I know McDonald’s introduced the Egg McMuffin in the early 1970s, but I don’t think I became aware of it as a breakfast option until the late '70s or early 1980s. And for a while after that, it seemed to be a McDonald’s-only thing.
It was only a bit after that that McDonald’s competitors started introducing grilled egg sandwich-type items for breakfast, like Crossandwiches, etc.
It wasn’t until the late 1990s that it seemed to me that egg breakfast sandwiches–defined as cooked egg with cheese and meat (ham, sausage, bacon, etc.) inside bread (English muffins, toast, croissants, etc.) became standard at any cafeteria-style grill, and appeared in some form on almost any breakfast menu.
Does this timeline represent the advent of grilled egg breakfast sandwiches for anyone else? Or did they become a staple much earlier than I experienced?
If by grilled you mean fried, then they have been around since forever, although probably not on an English muffin or croissant. My grandmother, born in the nineteenth century, used to make them for me regularly.
Wikipedia says that the Egg McMuffin was based on Eggs Benedict, which has been around since the 19th century.
Fried egg rolls have been around in Britain for who knows how long; you can see a character eating one in the film Quadrophenia in 1979, set 15 years previously.
Well, fried or scrambled. But my point was to distinguish it from things like egg salad. The bread and the eggs and other ingredients are usually cooked on a grill, although I guess they don’t necessarily have to be.
Well, Eggs Benedict is clearly not a sandwich, and it’s generally served in upper-scale restaurants, not in cafeterias and breakfast stands.
I’ve never encountered that. Is it basically of the form that you would call a sandwich?
Yes, a roll is pretty much the same as what you put a hamburger in (we often call them hamburger rolls rather than ‘buns’).
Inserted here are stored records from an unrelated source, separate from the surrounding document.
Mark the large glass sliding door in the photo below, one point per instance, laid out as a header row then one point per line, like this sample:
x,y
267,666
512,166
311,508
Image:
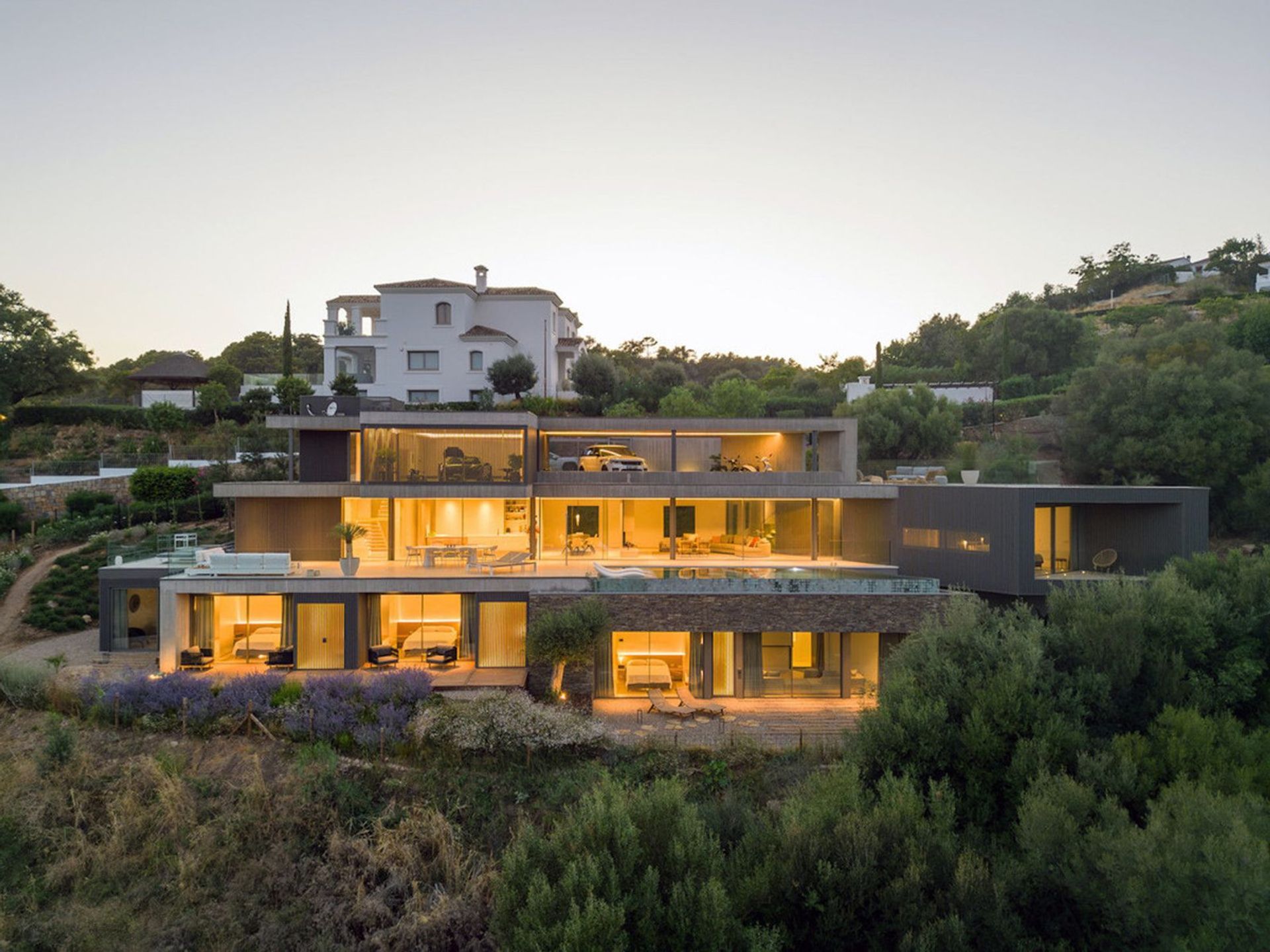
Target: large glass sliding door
x,y
656,659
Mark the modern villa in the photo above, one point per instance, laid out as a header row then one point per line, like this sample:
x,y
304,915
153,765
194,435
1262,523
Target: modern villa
x,y
737,557
431,340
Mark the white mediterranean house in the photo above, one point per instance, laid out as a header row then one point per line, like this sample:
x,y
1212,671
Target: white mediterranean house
x,y
431,340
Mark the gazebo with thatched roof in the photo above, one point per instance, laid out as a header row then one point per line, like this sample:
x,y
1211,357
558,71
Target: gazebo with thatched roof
x,y
175,372
172,380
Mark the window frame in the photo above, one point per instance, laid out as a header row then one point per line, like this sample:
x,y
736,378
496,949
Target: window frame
x,y
423,360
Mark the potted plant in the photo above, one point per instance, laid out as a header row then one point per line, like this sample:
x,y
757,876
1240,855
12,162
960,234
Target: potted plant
x,y
968,457
347,534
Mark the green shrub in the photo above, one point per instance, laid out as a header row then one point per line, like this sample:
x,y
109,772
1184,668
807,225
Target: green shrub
x,y
59,744
12,516
161,484
131,418
628,867
84,502
24,684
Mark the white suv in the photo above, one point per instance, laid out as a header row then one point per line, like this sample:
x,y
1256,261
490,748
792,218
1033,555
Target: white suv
x,y
611,457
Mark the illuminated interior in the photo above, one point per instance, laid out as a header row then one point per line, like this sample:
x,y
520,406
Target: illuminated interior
x,y
632,528
697,452
247,627
413,623
492,526
652,659
1053,537
409,455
Look up ‘bacon roll’ and imagine fried egg inside it instead.
I know I ate many, many fried egg sandwiches starting in the 1950s. Usually at home. I guess I don’t remember ordering them in a diner, but I certainly ordered fried eggs and toast and constructed them on an ad hoc basis.
Another variation, popular in Chicago, is the pepper and egg sandwich. It’s particularly a staple here during Lent, for Catholics who are abstaining from meat on Fridays.
I’m not sure how long ago the sandwich was invented, but it’s been a thing here at least since the late '80s, when I moved to Chicago, and I suspect it’s considerably older than that.
I’m surprised, because before Egg McMuffins and its subsequent competitors became common, I had never encountered a breakfast egg sandwich, and certainly not a home made one.
Every home made breakfast I had seen before that had the eggs, toast, and breakfast meats served separately on a plate.
probably since forever, since the Egg McMuffin (and competitors’ versions) have been around longer than me.
however, the best breakfast sandwiches I’ve had came from the (now closed) greasy spoon next door to the garage I worked at in high school and college. it was just a fried egg (hard), strips of bacon, slice of american cheese, sprinkle of black pepper in two slices of buttered toast. but it was way better than any fast food thing.
Fried egg sandwiches (or fried egg butties) have been a staple of English breakfast times for as long as anyone can remember. You can eat them at any time but it’s most common to have them at breakfast time. Cafes (not cafés, there’s a difference) have always sold them. Don’t diners do that in the US too?
New York City has been putting two scrambled eggs on a roll along with bacon (or ham, sausage) and melted cheese for ages. Newbies who move from California’s eyes regularly bug out at this fairly obvious sandwich.
Do hard-boiled eggs count? Because a popular Israeli sandwich is called a “Sabich”, and it consists of a pita stuffed with hard-boiled eggs, fried eggplants, a cucumber, onion and tomato salad, tahini and mango sauce.